Even though the orifice is the simplest and most common control component in fluid power systems and cavitation is an already well-established topic in the scientific literature, the flow choking or saturation effect is largely overlooked in the common engineering practice.
Most of the times the phenomenon is completely ignored, unless the peculiar hissing noise is observed at the test rig, giving a hint that something wrong is happening in the hydraulic system. Even then, the focus is just on the possible component damage induced by strong cavitation, while the functional implications – in terms of flow characteristic – are neglected.

The objective of the paper is to study the phenomenon of flow saturation in hydraulic orifices to assess the formulation of the different critical cavitation numbers and cavitation indexes available from literature. For this reason, a full factorial design of experiments (DOE) is performed to determine the influence of three factors: orifice size, fluid temperature and upstream pressure.

The testing is carried out on 5 orifice sizes at 3 different temperatures and 5 different upstream pressure levels. In each test, the downstream pressure is changed from 0 to the upstream pressure level, to sweep the available Δp range, both ascending and descending. In the results section an analysis of the experimental results is drawn, proposing a correlation between the critical cavitation index and the factors considered in the DOE.
To the authors’ knowledge, no systematic analysis, as the one here proposed, currently exists in literature for mineral oil applications.

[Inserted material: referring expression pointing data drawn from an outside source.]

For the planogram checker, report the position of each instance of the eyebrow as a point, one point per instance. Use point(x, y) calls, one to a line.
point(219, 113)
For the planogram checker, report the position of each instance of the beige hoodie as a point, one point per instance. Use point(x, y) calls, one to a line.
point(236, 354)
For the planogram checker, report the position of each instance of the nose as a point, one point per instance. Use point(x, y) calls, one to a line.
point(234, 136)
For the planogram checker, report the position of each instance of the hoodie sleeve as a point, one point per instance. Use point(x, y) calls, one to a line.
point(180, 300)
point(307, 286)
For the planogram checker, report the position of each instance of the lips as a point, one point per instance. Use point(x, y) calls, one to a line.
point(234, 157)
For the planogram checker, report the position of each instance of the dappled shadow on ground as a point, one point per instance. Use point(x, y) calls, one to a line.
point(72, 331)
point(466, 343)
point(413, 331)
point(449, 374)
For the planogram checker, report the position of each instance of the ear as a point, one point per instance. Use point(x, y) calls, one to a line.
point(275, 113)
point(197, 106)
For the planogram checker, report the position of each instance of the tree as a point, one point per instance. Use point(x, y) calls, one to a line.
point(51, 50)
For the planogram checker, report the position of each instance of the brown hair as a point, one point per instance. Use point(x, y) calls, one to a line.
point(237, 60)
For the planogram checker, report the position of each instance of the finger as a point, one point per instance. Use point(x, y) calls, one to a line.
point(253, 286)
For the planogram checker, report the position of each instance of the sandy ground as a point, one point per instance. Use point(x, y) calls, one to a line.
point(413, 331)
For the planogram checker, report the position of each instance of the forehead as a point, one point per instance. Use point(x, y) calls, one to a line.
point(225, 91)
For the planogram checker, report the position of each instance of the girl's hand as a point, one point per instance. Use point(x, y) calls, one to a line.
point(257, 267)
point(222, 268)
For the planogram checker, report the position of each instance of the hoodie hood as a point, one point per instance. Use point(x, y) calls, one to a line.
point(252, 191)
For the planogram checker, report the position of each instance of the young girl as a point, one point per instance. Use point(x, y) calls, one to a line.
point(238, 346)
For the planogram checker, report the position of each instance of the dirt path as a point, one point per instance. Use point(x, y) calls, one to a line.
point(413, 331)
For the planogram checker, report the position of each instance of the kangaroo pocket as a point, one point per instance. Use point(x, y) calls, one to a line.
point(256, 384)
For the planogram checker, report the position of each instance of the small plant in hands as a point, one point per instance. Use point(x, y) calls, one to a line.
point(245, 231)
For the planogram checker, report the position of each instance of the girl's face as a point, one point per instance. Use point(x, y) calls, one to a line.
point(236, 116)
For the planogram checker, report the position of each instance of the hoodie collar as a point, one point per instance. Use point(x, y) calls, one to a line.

Davide Mesturini*, Cesare Dolcin*, Ulderico Busani*, Pietro Marani**, Antonella Bonavolontà***, Emma Frosina***
Walvoil SpA, via Adige 13/D, 42124 Reggio Emilia, Italy*
C.N.R.-IMAMOTER, Via Canalbianco 28, 44124 Cassana (FE), Italy**
UniNA FPRG, Università degli Studi di Napoli "Federico II", via Claudio 21, 80125 Napoli***

Davide Mesturini
Components Session 5-2
Tuesday . October 13 . 2:15pm

Various academic studies show that in the use of common ICE Off-road Vehicles only about 10-15% of the available power at fuel level is actually transformed into useful energy for the actuators.
Particularly the Directional Control Valves are responsible for the dissipation of about 35-40% of the hydraulic energy available at the pump level.
The machine electrification trend makes it even more urgent to optimize the hydraulic system to ensure greater performance and higher battery autonomy.

Traditional Directional Control Valves design solutions neglect important opportunities for reducing losses and improve internal regeneration. Especially, energy recovery is rarely applied and in any case by means of important superstructures which considerably increase the costs of the system.

This paper presents an innovative Directional Control Valve layout, based on the Downstream Compensation approach, that, in a simple and cost-effective design, allows to recover a considerable amount of energy from both the inertial loads and the simultaneous use of multiple actuators at different pressure level.
The proposed layout performance and efficiency are studied through lumped element simulation and laboratory experimental tests.